Defendant ordered to pay final $800,000

Spokane developer Harley Douglass was found in breach of contract Friday for not paying $800,000 owed in a land deal.

Spokane Superior Court Judge Maryann Moreno ordered Douglass to pay developer Tod Lasley of T.J. Landco Co. the remaining amount on what had been a $3.6 million deal – plus attorney fees.

Moreno rejected Douglass’ claim that the preliminary plat he purchased in 2006 had so many problems that he wouldn’t be able to develop the 371 lots that were initially surveyed for the housing development in the Eagle Ridge area of southwest Spokane.

Douglass declined to comment.

Friday’s case comes after Douglass was investigated for submitting false claims against Spokane County in another development north of Spokane.

In that case, Douglass was accused of altering invoices to boost a claim that the county planning staff caused him to lose money by delaying approval for a final plat at Hunter’s Pointe near Mead in 2008. Douglass sued and collected $685,000 from the county, partly from an insurance policy.

The case was referred to the state Attorney General’s Office, which declined to recommend that Douglass be charged for submitting altered invoices.

One of the altered invoices submitted in the case against the county originated from engineering work done on the preliminary plat at Eagle Ridge, according to Lasley’s attorney, Tim Fennessy.

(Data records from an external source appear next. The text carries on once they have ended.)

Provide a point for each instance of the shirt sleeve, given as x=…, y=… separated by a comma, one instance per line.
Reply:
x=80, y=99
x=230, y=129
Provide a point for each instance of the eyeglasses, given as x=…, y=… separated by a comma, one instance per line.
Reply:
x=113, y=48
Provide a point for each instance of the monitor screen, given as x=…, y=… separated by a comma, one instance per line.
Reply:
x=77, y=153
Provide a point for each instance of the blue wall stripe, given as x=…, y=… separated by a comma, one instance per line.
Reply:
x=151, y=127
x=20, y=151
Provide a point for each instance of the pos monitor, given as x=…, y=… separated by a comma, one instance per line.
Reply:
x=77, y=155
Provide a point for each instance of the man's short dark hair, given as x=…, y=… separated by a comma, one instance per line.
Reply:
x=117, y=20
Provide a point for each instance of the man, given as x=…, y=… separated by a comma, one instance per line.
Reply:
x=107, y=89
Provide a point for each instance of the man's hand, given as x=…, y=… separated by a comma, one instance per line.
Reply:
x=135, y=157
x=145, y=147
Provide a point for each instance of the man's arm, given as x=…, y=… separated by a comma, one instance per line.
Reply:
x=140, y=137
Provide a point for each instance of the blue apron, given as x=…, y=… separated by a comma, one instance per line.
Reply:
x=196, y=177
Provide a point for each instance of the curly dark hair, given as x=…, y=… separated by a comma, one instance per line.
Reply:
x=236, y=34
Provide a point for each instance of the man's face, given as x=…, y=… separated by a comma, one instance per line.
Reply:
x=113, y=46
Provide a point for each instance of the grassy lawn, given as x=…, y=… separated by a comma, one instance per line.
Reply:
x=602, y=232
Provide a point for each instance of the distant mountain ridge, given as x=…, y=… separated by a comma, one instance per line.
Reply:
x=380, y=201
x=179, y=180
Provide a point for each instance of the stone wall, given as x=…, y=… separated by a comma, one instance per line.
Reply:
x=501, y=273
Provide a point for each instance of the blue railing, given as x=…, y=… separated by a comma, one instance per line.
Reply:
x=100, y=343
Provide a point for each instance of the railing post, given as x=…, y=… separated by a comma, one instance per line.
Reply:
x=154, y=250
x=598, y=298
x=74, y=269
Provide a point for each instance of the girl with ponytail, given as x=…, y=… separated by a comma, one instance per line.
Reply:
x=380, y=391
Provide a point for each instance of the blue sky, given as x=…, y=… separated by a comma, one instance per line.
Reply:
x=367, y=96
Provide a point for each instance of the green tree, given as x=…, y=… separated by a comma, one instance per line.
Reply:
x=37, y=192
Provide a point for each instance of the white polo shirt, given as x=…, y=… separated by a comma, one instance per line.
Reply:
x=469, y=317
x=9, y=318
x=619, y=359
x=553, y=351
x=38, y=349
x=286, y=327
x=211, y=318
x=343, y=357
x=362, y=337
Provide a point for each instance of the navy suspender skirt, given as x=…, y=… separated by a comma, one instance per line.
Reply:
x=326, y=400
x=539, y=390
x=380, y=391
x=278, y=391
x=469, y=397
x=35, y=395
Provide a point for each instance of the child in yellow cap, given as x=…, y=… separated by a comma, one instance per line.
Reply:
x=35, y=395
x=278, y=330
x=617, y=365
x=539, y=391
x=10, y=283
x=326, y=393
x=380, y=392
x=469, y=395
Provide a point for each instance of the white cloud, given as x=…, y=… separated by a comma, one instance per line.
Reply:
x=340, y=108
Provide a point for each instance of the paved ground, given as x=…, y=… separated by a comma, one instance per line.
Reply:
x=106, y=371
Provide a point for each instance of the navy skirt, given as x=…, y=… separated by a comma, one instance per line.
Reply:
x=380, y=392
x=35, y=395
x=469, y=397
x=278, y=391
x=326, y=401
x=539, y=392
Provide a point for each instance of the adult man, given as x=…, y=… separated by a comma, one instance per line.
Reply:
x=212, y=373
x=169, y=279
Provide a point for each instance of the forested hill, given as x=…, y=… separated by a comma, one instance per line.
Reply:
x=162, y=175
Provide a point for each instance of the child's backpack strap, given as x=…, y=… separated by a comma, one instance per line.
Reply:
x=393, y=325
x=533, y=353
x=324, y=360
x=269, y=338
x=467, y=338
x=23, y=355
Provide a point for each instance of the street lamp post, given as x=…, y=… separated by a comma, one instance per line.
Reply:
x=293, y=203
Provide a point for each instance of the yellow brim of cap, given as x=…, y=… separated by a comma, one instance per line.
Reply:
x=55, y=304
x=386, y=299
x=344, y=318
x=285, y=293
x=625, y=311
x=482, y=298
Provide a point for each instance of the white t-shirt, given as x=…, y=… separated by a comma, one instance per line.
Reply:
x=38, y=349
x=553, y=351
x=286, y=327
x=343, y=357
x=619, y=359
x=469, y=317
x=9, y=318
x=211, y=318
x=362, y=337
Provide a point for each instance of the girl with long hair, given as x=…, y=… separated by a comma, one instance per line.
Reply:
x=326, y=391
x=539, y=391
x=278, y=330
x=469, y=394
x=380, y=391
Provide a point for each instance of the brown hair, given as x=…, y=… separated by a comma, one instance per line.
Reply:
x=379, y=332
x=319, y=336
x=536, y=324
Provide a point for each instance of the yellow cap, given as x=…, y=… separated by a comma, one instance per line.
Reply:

Following Friday’s ruling, Fennessy said his client is now prepared to file liens against assets of Harley C. Douglass Inc.

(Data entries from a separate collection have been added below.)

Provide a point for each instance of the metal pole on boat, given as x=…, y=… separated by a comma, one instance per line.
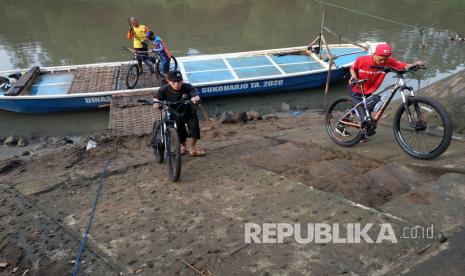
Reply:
x=321, y=32
x=331, y=62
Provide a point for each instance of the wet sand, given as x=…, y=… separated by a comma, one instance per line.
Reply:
x=280, y=170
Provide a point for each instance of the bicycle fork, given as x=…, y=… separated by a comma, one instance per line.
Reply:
x=406, y=101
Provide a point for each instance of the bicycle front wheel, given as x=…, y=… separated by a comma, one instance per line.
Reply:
x=157, y=142
x=133, y=76
x=173, y=65
x=173, y=152
x=429, y=132
x=343, y=122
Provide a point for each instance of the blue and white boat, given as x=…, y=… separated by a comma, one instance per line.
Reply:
x=91, y=86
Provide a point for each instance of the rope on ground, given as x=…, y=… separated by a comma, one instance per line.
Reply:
x=82, y=247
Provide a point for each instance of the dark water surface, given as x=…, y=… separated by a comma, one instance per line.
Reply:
x=50, y=33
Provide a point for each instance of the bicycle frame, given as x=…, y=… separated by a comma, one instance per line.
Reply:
x=399, y=85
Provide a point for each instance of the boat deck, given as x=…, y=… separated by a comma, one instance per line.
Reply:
x=88, y=80
x=197, y=70
x=204, y=71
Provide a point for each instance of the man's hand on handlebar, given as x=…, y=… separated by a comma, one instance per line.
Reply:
x=195, y=100
x=156, y=104
x=417, y=65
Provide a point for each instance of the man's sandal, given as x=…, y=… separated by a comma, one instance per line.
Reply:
x=197, y=153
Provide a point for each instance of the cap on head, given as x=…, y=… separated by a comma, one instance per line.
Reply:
x=149, y=34
x=383, y=50
x=175, y=76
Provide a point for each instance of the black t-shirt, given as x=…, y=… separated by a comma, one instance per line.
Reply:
x=166, y=93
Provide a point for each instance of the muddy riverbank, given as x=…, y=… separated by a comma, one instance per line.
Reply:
x=281, y=170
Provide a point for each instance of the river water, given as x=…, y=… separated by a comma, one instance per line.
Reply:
x=50, y=33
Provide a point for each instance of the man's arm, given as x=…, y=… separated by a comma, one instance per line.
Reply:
x=195, y=98
x=158, y=96
x=419, y=63
x=353, y=71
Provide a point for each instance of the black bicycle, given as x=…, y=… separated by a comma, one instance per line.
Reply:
x=422, y=126
x=152, y=60
x=165, y=139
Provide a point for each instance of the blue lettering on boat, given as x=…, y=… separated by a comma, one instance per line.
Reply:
x=241, y=86
x=105, y=99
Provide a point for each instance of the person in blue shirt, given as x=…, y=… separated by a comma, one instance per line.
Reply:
x=160, y=46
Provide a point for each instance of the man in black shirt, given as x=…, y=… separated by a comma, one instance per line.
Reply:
x=174, y=91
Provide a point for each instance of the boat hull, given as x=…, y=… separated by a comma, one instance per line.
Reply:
x=49, y=105
x=270, y=85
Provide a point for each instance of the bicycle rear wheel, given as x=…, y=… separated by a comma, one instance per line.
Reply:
x=157, y=143
x=173, y=151
x=430, y=132
x=343, y=123
x=173, y=65
x=133, y=76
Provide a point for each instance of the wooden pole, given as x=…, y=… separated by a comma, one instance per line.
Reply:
x=321, y=31
x=328, y=78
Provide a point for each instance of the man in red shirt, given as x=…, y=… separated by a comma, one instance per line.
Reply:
x=361, y=69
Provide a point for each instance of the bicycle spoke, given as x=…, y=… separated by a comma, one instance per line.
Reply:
x=425, y=135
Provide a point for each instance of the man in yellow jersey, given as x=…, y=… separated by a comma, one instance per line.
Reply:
x=137, y=33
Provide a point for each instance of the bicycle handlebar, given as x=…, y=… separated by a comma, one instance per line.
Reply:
x=138, y=52
x=164, y=103
x=388, y=69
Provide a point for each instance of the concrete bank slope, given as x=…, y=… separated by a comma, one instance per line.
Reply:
x=282, y=172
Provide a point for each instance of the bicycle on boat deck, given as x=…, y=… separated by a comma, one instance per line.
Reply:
x=165, y=139
x=422, y=126
x=152, y=60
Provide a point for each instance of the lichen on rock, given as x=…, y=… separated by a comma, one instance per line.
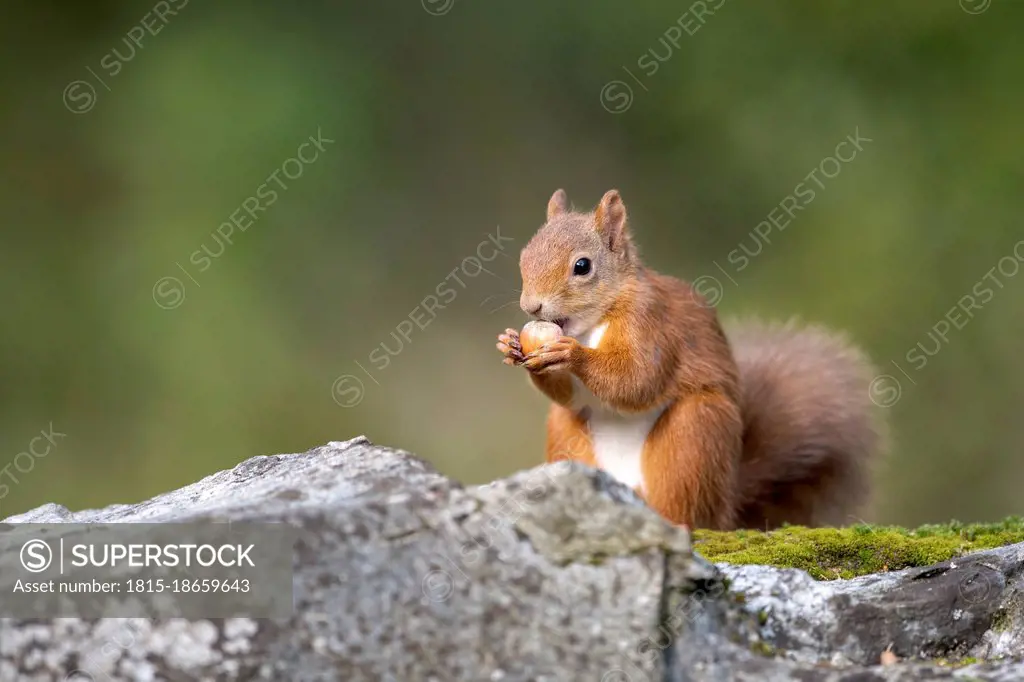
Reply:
x=856, y=550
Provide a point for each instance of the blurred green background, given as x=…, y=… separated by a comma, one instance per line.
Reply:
x=450, y=120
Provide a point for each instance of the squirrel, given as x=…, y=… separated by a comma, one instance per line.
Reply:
x=769, y=425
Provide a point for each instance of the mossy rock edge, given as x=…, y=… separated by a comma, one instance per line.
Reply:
x=856, y=550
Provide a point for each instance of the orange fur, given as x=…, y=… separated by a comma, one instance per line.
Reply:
x=690, y=461
x=781, y=431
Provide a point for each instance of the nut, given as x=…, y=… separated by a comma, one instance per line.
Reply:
x=537, y=333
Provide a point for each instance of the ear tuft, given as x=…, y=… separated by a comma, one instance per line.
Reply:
x=558, y=204
x=610, y=219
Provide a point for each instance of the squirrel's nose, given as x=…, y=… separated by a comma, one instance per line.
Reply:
x=530, y=305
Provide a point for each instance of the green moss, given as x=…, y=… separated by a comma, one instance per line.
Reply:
x=857, y=550
x=1000, y=621
x=955, y=663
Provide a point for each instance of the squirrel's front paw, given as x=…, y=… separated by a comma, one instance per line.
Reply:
x=510, y=346
x=554, y=356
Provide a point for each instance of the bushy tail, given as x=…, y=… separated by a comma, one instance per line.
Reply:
x=811, y=430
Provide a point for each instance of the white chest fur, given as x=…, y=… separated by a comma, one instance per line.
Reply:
x=617, y=438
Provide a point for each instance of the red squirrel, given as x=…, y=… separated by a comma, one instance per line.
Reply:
x=770, y=425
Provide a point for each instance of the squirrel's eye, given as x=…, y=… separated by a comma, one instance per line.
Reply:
x=582, y=266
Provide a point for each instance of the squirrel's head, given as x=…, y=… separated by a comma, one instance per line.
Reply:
x=577, y=264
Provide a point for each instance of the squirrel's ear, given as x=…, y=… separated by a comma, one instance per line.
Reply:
x=610, y=219
x=557, y=204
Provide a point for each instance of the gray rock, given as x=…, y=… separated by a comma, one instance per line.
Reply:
x=554, y=573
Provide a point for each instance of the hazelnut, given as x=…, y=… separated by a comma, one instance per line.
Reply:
x=537, y=333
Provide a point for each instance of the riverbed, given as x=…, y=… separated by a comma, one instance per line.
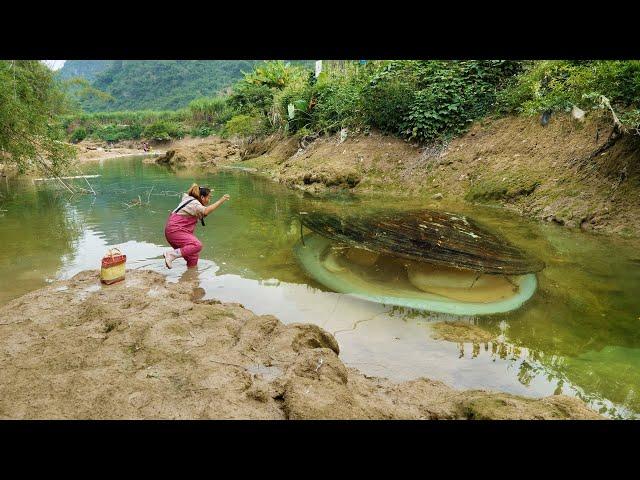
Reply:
x=578, y=335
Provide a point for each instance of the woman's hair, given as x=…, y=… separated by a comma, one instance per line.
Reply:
x=198, y=192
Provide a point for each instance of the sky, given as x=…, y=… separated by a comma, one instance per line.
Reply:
x=54, y=64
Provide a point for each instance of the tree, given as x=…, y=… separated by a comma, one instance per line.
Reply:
x=30, y=101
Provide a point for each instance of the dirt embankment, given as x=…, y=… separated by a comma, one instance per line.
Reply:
x=90, y=150
x=149, y=349
x=565, y=172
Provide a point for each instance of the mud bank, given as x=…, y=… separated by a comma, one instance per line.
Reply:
x=208, y=151
x=145, y=348
x=565, y=172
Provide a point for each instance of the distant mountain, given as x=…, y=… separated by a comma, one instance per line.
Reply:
x=155, y=84
x=87, y=69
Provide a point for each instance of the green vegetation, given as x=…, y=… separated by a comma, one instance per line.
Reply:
x=420, y=100
x=423, y=101
x=154, y=84
x=30, y=105
x=87, y=69
x=558, y=85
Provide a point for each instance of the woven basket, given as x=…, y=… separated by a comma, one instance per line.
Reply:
x=113, y=267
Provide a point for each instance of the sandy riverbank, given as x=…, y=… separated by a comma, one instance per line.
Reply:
x=145, y=348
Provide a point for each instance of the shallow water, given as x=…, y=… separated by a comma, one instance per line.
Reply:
x=579, y=334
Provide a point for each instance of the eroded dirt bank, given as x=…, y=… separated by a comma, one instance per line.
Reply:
x=565, y=172
x=144, y=348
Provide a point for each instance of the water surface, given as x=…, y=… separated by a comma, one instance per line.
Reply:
x=578, y=335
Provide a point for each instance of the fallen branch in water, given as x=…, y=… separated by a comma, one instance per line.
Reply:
x=65, y=178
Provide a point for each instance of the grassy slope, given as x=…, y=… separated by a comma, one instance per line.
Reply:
x=514, y=161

“We hope he will honor the judge’s opinion,” Fennessy said.

Moreno said Douglass’ 20-plus years of residential development experience should have given him plenty of understanding of the risks of bringing a preliminary plat to its final stage.

Douglass said the steep slope of the land, along with access and traffic issues, diminished the value of the 94-acre project.

An engineer testifying for Douglass said the final plat could lose as many as 59 lots. A city engineer, however, said many preliminary plats need adjusting before final approval.

The judge noted Douglass became the key investor in the original deal but had owed Lasley $1.14 million at the time that the property was transferred.

Douglass paid Lasley $340,000 of the remaining amount in two payments in 2006 and 2007, Fennessy said.

In 2008, Douglass transferred ownership to his parents, Harlan and Maxine Douglass, for $500,000, Fennessy said.